Response 10: We have removed GMT values and Days from Table 4 to make it clearer for reading and understanding.
Comments 11: The author should review the format of Table 4, especially regarding the three groups of Mambisa (in Phase 1), to avoid potential confusion.
Response 11: We have removed several data from the table for better reading and understanding, such as days lines and GMT values..
Round 2
Reviewer 1 Report
Comments and Suggestions for AuthorsOn page 22, is the data from Phase 1 or Phase 2? Please confirm.
And also, D614G can not be defined as VOC, please modify.
Author Response
Thank you very much for your review.
Comments 1: On page 22, is the data from Phase 1 or Phase 2? Please confirm
Response 1: On page 22 in my word version what you find is the first part of Table 4, which corresponds to Phase I. If this is not the case, could you be more specific in which part of the text you want to clarify to which Phase it belongs?

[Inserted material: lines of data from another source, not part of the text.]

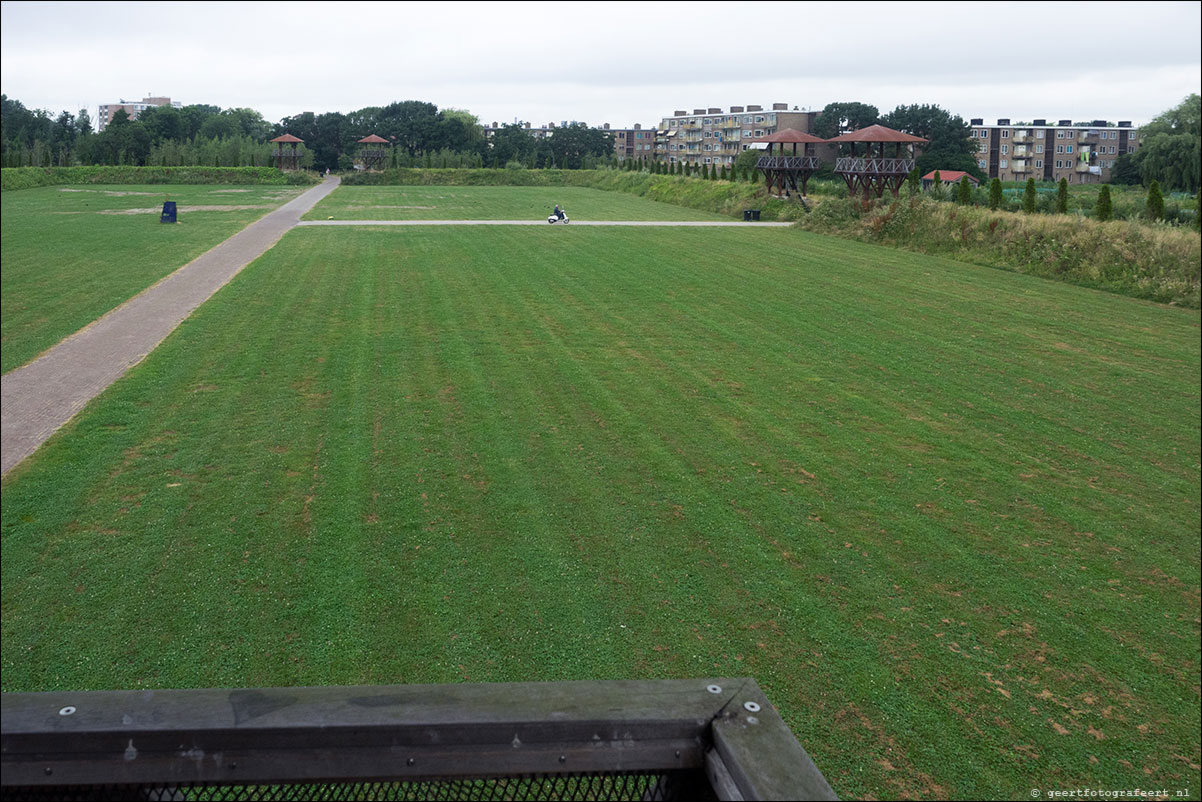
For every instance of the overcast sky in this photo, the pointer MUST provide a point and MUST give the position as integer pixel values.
(618, 63)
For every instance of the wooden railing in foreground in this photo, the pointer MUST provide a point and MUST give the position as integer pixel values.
(679, 738)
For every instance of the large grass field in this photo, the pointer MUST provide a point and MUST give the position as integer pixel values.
(73, 253)
(946, 516)
(493, 203)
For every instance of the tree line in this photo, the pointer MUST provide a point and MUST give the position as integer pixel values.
(418, 134)
(423, 135)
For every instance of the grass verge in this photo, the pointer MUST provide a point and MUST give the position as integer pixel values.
(71, 254)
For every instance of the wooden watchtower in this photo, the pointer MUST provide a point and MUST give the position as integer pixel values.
(286, 159)
(789, 171)
(372, 154)
(866, 164)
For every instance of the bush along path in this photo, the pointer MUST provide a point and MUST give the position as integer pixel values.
(43, 394)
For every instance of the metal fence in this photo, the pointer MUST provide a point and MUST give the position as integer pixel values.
(667, 740)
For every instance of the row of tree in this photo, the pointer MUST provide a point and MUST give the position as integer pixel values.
(1170, 153)
(207, 135)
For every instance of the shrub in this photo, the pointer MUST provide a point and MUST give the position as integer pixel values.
(1126, 257)
(1155, 202)
(964, 191)
(994, 194)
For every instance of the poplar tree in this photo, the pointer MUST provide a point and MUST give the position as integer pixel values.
(1104, 211)
(994, 194)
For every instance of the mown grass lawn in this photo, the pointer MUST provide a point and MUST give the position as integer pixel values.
(73, 253)
(946, 516)
(493, 203)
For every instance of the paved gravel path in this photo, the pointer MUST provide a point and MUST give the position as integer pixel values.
(537, 223)
(40, 397)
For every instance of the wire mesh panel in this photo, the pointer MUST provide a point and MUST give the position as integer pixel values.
(566, 788)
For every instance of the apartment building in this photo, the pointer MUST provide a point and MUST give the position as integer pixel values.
(710, 136)
(131, 108)
(1078, 153)
(536, 131)
(632, 143)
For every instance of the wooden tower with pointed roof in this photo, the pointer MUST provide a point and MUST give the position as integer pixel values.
(784, 172)
(870, 170)
(286, 159)
(372, 155)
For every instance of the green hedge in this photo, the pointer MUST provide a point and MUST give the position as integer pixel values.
(15, 178)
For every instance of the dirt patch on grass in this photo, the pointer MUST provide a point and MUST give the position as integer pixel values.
(361, 208)
(185, 209)
(106, 191)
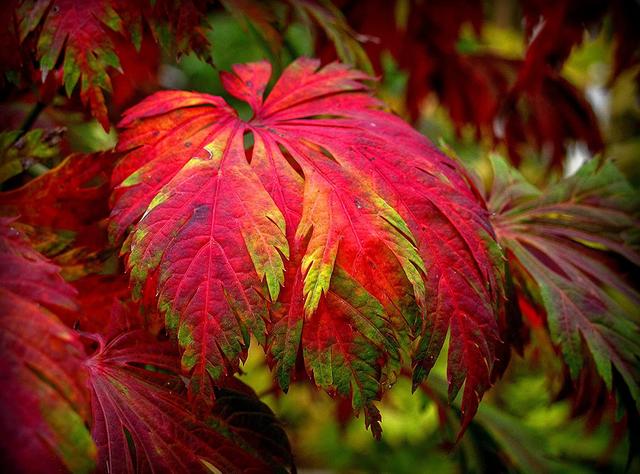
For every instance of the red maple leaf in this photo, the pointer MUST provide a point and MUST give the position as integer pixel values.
(337, 231)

Comments 2: And also, D614G can not be defined as VOC, please modify.
Response 2: We appreciate the suggestion. The manuscript was modified accordingly.
Reviewer 3 Report
Comments and Suggestions for AuthorsGMT should be more suitable than the median for presenting neutralizing antibody results. Therefore, I recommend that only GMT results be shown in Figure 3 and 4, with the numbers and redlines directly.
Author Response
Thank you very much for your review
Comments 1: GMT should be more suitable than the median for presenting neutralizing antibody results. Therefore, I recommend that only GMT results be shown in Figure 3 and 4, with the numbers and redlines directly.
Response 1: We appreciate the suggestion. The manuscript was modified accordingly.